On an afternoon this summer, Gifford stops his car in front of the two-story building at 8101 Georgia Ave. in Silver Spring that houses Quality Time Early Learning Center. In 1938, Gifford's grandparents, John and Mary Francis Gifford, opened the first Gifford's ice cream parlor on this spot, offering table service, high-butterfat ice cream made from a secret recipe and sundaes topped with homemade chocolate sauce poured from individual metal pitchers. "You'd walk in there and immediately to the left was where they made the candy, big vats of chocolate. It was like Willy Wonka. Behind it and to the right were the tables and chairs," Gifford says. "And behind that was the factory -- I just remember all these big freezers and the freight elevator. You could really get lost in there. It was loads of fun."
Lifelong Silver Spring resident Robert Aubry Davis, host of WETA's "Around Town," lived just down the street from the Gifford's Silver Spring location. He says that his parents used to court there before they were married and that they took him there once every few weeks as a child. Time hasn't dimmed Davis's memories of the shop's glass cases full of delectable homemade candy, or the old-fashioned fountain that dispensed ice-cold water, or, especially, the Swiss chocolate sauce and Swiss chocolate ice cream. "Until you've tasted it, you've never experienced a flavor like it," says Davis, a self-proclaimed ice cream aficionado.
Within two years of opening the Silver Spring store, Gifford's opened a second location in Bethesda, followed by one a decade later in Arlington County and a fourth at Baileys Crossroads in 1956. With each new location, the popularity only grew. "Ask anyone about Gifford's on a Saturday night. Lines were out the door," says Allen Currey, 82, Andrew Gifford's maternal grandfather, a retired Montgomery County science teacher who worked nights and weekends as the chain's general manager. "We had to have a greeter at the door to govern the seats, or else someone would have gotten hurt."

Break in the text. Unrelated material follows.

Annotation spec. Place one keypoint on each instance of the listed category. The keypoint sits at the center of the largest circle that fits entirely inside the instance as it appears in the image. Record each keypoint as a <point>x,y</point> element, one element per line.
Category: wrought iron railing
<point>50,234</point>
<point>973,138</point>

From the factory behind the original Silver Spring store, Currey says, ice cream was shipped to restaurants throughout Washington, and occasionally to the White House. According to the Gifford's legend, President Dwight D. Eisenhower was a fan, as was Jacqueline Kennedy.
When John Gifford died in 1976, his only son, Robert, a Harvard-educated accountant, took over as president. The stores continued to be packed and profitable, Currey remembers, but behind the scenes, things quickly went downhill. "Robert Gifford had some mental problems, and he for some reason intentionally would not pay people," Currey says. "He didn't pay suppliers. He would even give employees bad paychecks."
In 1982, the Bethesda location closed, and in 1984, Gifford's filed for bankruptcy protection, citing roughly $200,000 in debt. One Friday evening that year, Andrew Gifford, who was then 10, recalls his father, Robert, telling him in the parking lot of Jhoon Rhee Karate Super Center in Kensington (now Black Belt Martial Arts Center), where they were both taking taekwondo lessons, that he was going to Charlottesville for the weekend and would return that Sunday. "Those were his last words to me," Gifford says. "He vanished then."